Contact our sales team

How to

Web Scraping With PHP and Proxies in 3 Steps

Web Scraping with PHP is the easiest way to get into scraping. There are many benefits to scraping sites. You can monitor competitors, suppliers, check price changes, and generate insights by looking at data trends. But you need to gather this information first.

According to W3Techs, WordPress powers 43% of the web. This means that at least 43% of the entire world wide web relies on PHP. Thus, running a PHP scraper alongside your site is much easier than learning new languages, setting up new environments, using different servers, and trying to troubleshoot everything from zero.

But even with PHP, there are quite a few challenges. Firstly, the biggest challenge is to render pages correctly (including JS code). Secondly, you need to find out how to avoid getting blocked. Finally, there are some challenges in how to extract data and interact with pages.

Our goal for today is to learn scraping with PHP. This is what you’ll learn:

  • The basics of web scraping
  • How to pick the right PHP web scraping tool
  • How to scrape without getting blocked
  • How to extract data from pages
  • Interact with pages using a PHP scraper
  • FAQ of common technical issues

Let’s get started!

Is PHP Good for Web Scraping?

PHP isn’t the perfect solution for web scraping, but it’s incredibly easy to learn and to get started.
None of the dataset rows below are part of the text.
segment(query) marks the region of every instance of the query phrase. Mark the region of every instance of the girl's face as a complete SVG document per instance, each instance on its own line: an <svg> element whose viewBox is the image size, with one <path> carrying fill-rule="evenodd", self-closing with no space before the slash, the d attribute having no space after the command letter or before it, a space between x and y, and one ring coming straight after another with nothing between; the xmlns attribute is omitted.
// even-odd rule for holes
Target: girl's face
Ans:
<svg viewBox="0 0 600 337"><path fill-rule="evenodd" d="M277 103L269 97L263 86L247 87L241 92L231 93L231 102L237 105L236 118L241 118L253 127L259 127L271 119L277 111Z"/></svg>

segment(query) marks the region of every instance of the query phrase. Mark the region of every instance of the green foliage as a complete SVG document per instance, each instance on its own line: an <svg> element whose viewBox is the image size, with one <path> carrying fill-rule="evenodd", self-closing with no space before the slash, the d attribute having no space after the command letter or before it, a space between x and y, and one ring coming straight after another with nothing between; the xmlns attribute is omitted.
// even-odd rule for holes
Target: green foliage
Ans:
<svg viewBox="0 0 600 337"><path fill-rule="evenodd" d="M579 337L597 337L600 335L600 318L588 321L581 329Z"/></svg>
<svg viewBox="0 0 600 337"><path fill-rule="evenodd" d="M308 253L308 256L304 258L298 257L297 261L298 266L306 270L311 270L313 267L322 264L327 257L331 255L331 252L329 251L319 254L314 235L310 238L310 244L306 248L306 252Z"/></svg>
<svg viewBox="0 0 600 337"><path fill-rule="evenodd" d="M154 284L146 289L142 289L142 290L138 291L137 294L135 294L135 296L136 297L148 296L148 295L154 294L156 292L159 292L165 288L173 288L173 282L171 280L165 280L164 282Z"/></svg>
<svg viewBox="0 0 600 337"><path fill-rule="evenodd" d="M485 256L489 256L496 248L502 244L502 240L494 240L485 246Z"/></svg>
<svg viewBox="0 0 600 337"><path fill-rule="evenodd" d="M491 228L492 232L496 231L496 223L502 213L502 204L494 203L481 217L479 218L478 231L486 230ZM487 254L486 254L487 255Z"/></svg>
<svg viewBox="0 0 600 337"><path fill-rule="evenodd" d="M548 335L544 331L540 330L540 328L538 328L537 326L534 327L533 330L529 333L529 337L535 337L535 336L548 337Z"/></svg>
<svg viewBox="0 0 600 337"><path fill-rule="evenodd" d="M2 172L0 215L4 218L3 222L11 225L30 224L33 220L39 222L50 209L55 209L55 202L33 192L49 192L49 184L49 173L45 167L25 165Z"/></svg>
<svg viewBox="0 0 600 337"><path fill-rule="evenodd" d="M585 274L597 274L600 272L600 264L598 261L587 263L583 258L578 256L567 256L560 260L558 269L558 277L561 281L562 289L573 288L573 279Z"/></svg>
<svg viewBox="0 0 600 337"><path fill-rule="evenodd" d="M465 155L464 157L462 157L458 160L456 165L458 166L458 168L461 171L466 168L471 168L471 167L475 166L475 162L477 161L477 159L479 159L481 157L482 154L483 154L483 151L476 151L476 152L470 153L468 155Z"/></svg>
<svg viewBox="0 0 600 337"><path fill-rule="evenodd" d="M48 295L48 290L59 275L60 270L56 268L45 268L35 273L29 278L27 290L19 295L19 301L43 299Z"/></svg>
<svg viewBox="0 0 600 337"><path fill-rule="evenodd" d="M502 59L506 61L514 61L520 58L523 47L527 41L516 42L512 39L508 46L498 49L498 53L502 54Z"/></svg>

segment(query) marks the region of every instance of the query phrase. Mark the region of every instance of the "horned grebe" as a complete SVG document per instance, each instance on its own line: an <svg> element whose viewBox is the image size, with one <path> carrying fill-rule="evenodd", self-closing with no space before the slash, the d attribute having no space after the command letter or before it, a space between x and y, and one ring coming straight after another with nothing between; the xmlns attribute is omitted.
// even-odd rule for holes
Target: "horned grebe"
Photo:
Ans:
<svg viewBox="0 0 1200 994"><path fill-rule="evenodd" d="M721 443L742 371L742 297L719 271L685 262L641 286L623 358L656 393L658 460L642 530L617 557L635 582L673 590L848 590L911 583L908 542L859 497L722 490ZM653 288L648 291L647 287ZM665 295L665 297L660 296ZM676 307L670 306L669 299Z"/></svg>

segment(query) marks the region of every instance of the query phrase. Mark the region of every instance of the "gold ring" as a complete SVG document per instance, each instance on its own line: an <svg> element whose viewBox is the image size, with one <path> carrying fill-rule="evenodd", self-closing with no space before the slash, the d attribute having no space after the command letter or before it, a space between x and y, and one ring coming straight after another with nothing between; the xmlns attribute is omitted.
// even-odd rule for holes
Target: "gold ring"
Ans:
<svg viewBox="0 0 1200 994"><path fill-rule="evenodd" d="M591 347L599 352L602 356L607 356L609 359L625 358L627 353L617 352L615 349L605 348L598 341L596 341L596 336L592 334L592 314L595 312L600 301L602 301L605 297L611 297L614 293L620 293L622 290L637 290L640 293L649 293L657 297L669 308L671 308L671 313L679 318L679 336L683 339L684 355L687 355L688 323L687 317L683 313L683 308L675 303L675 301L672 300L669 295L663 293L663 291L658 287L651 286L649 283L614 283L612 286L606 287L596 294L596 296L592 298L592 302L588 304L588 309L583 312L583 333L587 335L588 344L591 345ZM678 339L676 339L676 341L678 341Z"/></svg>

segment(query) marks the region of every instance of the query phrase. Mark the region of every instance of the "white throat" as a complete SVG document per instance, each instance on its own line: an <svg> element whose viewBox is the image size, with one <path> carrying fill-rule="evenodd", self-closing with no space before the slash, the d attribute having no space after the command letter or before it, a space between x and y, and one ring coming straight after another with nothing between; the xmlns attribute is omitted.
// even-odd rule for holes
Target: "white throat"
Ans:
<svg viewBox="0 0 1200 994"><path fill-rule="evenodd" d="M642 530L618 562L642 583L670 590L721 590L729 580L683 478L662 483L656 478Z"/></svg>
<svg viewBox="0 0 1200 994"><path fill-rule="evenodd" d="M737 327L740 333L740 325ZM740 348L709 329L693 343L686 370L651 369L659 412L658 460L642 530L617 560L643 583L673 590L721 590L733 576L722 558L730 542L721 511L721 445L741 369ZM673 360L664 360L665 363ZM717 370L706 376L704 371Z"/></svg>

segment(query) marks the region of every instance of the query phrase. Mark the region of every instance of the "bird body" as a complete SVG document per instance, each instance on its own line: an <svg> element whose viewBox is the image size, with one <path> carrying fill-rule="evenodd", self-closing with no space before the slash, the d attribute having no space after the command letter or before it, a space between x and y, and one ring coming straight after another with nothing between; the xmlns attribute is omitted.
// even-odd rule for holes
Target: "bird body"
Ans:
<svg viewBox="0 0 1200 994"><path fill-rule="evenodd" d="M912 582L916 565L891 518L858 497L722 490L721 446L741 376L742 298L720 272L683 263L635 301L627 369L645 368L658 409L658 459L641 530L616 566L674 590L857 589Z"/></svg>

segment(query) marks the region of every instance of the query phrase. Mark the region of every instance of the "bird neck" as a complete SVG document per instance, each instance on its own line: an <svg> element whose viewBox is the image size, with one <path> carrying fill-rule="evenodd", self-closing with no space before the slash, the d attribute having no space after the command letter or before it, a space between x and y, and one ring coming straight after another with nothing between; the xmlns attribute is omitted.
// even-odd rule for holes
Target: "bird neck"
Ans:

It’s good enough for most applications, and the barrier to entry is very low. You just need a PHP server, which you can get from virtually any shared web hosting provider.

Just keep in mind that it isn’t perfect. It can be a bit slow, and you won’t be able to run as many concurrent scraping jobs as you would be able to in NodeJS or Python. Either way, it’s more than enough if you are just starting out or running scraping jobs just for your own business.

Step 1 - Pick the Right PHP Scraping Tool

If you pick the right tool, 99% of your problems are solved. Think about it this way, if you are eating soup, what would you prefer, a fork or a spoon? The same goes for dev tools. Quite often, there are tools that you can use for a job, but they will be too limited. It’s just not worth the effort.

There are many options to pick from - Guzzle, PHP-PhantomJS, Mink, Regex, Symfony/Panther, Chrome PHP, and many more. Luckily, they all fall into four groups of tools for PHP scraping. This makes it easier to analyze them. Here they are:

a) Native PHP Functions (e.g Regex) to Extract Data From the HTML Code

Quite often, there are suggestions to fetch the HTML code of a page, then use regular expressions or other functions to extract data from them. With these functions, you can look for specific tags, then read data. That’s good enough, right?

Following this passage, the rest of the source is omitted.